Alcohol reduces gallstone risk

By Rightnow289 · Jun 1, 2009 ·
  1. Rightnow289
    Drinking a moderate amount of alcohol protects against the development of gallstones, UK researchers say.

    Consuming two units a day cuts the chance of developing gallstones by a third, analysis of data from 25,000 men and women showed.
    Gallstones are very common but symptoms and complications are only seen in three in 10 cases.
    Delegates at a US conference heard that alcohol reduces cholesterol in the bile from which gallstones form.
    The researchers used data from a large study set up to look at the link between diet and cancer in men and women in the 45-74 age range.
    Alcohol intake was compared with the risk of developing symptomatic gallstones over a 10-year period.
    Those who did develop the condition were an average of 62 years old and more than two-thirds were women.
    They calculated that those in the highest alcohol group had a 32% lower risk than those who drank no or little alcohol.
    For every unit of alcohol extra drunk per week, the risk of gallstones fell by 3%.
    The researchers said it had been suggested that alcohol might reduce gallstones through its effects on cholesterol but the magnitude of the effect had not been calculated.
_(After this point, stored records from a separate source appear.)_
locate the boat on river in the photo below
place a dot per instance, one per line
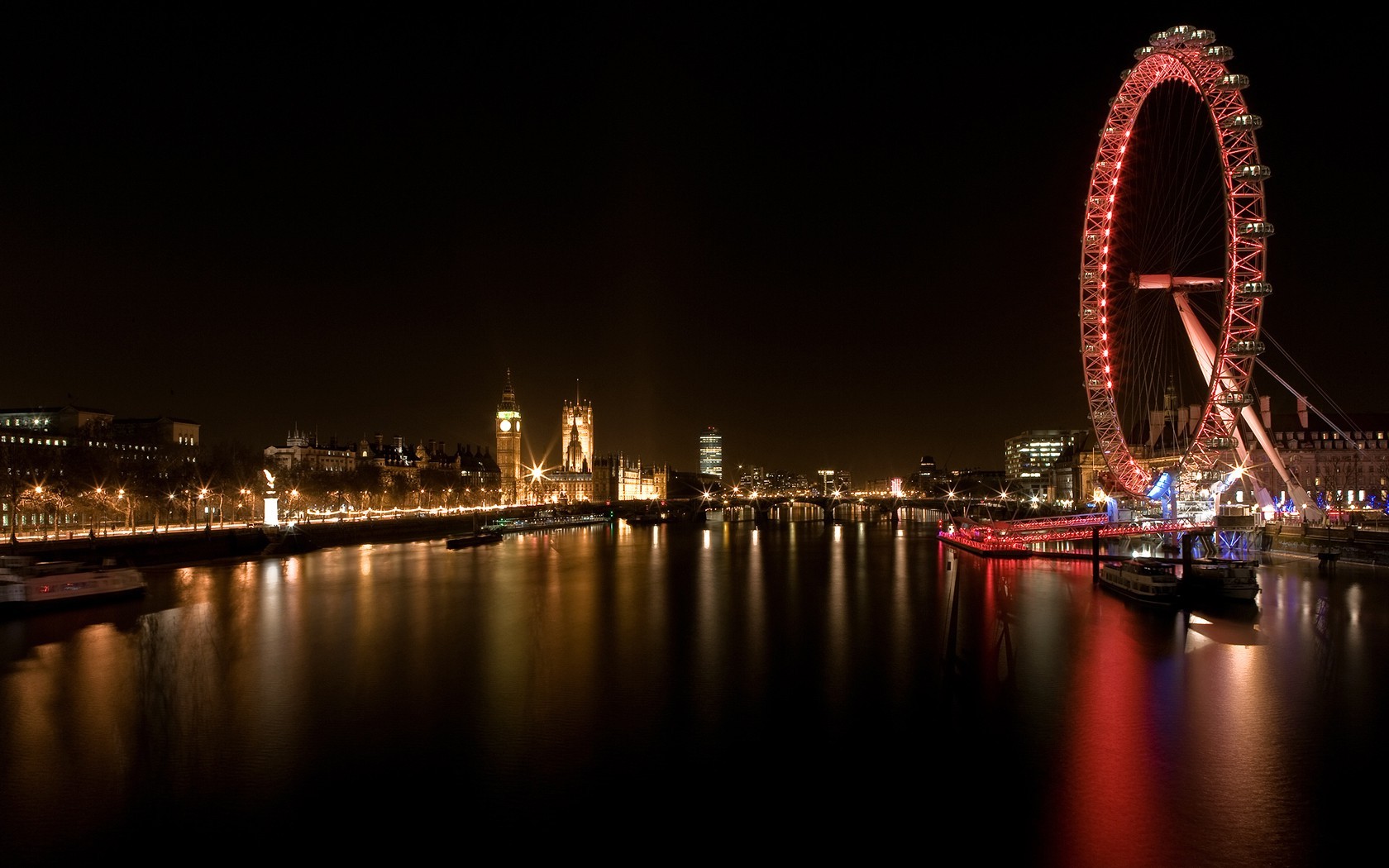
(545, 521)
(1145, 581)
(1221, 579)
(30, 584)
(477, 538)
    Gallstones form in the gallbladder from bile and are generally made up of hardened cholesterol.
    It is thought that around one in three women and one in six men get gallstones at some point in their life but they are more common in older adults.
    Other factors which increase the chances of them forming include pregnancy, obesity, rapid weight loss and some medications.
    Study leader Dr Paul Banim, a clinical lecturer at the University of East Anglia and a specialist registrar in gastroenterology, said alcohol was known to increase levels of "good" HDL cholesterol which was also known to be protective against cardiovascular disease and which could alter the composition of cholesterol in the bile.
    He said excessive alcohol intake can cause health problems but quantifying how much alcohol reduces the risk of gallstone development allows doctors to offer specific guidance.
    His colleague Dr Andrew Hart, a senior lecturer in gastroenterology, said the findings boosted their understanding of how gallstones formed.
    "Once we examine all the factors related to their development in our study in the UK, including diet, exercise, body weight and alcohol intake, we can develop a precise understanding of what causes gallstones and how to prevent them."
    Professor Chris Hawkey, president of the British Society of Gastroenterology, said the study was interesting but should be interpreted with caution because it only measured an association.
    "Nevertheless, previous research has found similar findings and it seems likely to be a real effect.
    "The University of East Anglia are producing interesting data on consumption of particular foods and alcohol - for example a recent study from that unit suggests that oily fish may protect against ulcerative colitis.
    "Moderate alcohol below recommended limits is associated with good health. But alcohol is addictive and drinkers must be careful not to escalate their intake."
    The findings were presented at the Digestive Disease Week annual meeting in Chicago.